Support for Hugginface multimodal models

vincentclaes commented 11 months ago

Describe the feature you'd like

Being able to deploy huggingface multimodal models to a sagemaker endpoint. Currently only language models are supported that require a prompt as input. Multimodal models like Llava / CLIP / ... require a prompt and an image as input and this is currently not supported.

How would this feature be used?
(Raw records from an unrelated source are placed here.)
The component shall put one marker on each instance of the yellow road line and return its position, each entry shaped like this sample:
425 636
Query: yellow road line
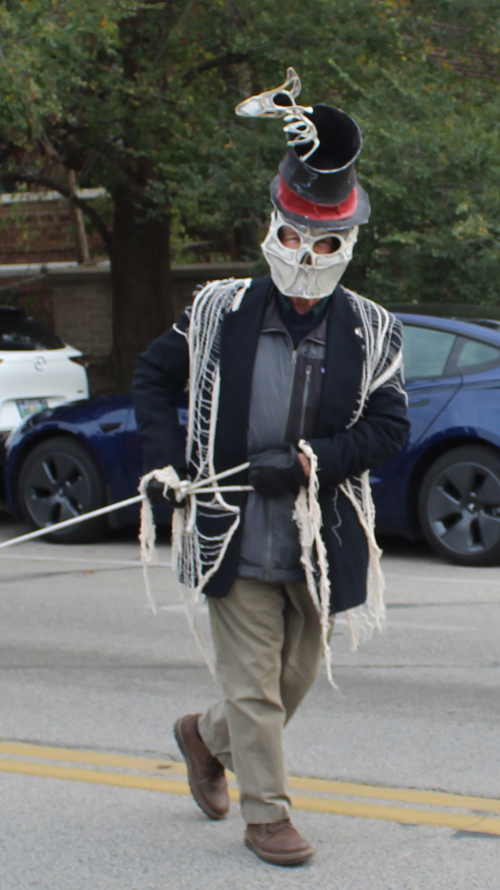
168 777
321 786
97 758
464 821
Please describe.

This is how the feature will be used by the end user:

import sagemaker
from sagemaker.huggingface.model import HuggingFaceModel

huggingface_model = HuggingFaceModel(
   model_data="some-repo/some-multimodal-model",   # <<----- specify the model
   role=sagemaker.get_execution_role()
   transformers_version="4.28.1", 
   pytorch_version="2.0.0",      
   py_version='py310',        
   model_server_workers=1
)

predictor = huggingface_model.deploy(
    initial_instance_count=1,
    instance_type="ml.g5.12xlarge",
    container_startup_health_check_timeout=900, # increase timeout for large models
    model_data_download_timeout=900, # increase timeout for large models
)
----------------!
### Call Llava
import base64
import requests

# request
data = {
    "image" : "some base64 encoded image", # <---- specify the image
    "question" : "Describe the image and color details.",
}
output = predictor.predict(data)
print(output)

Describe alternatives you've considered

You can package the model yourself and provide an inference.py script, but you have to download the model and tar.gz which takes a lot of time.

Additional context

I came up with this idea when I created a tar.gz for llava with an inference.py and made it available to the world. See my LinkedIn post here: https://www.linkedin.com/posts/vincent-claes-0b346337_aws-sagemaker-huggingface-activity-7141776348963885056-Uv0g?utm_source=share&utm_medium=member_desktop

vincentclaes commented 11 months ago

@mohanasudhan Is it ok if I have a look at this issue and propose a PR? If you have any existing code, that can be used as inspiration for me let me know!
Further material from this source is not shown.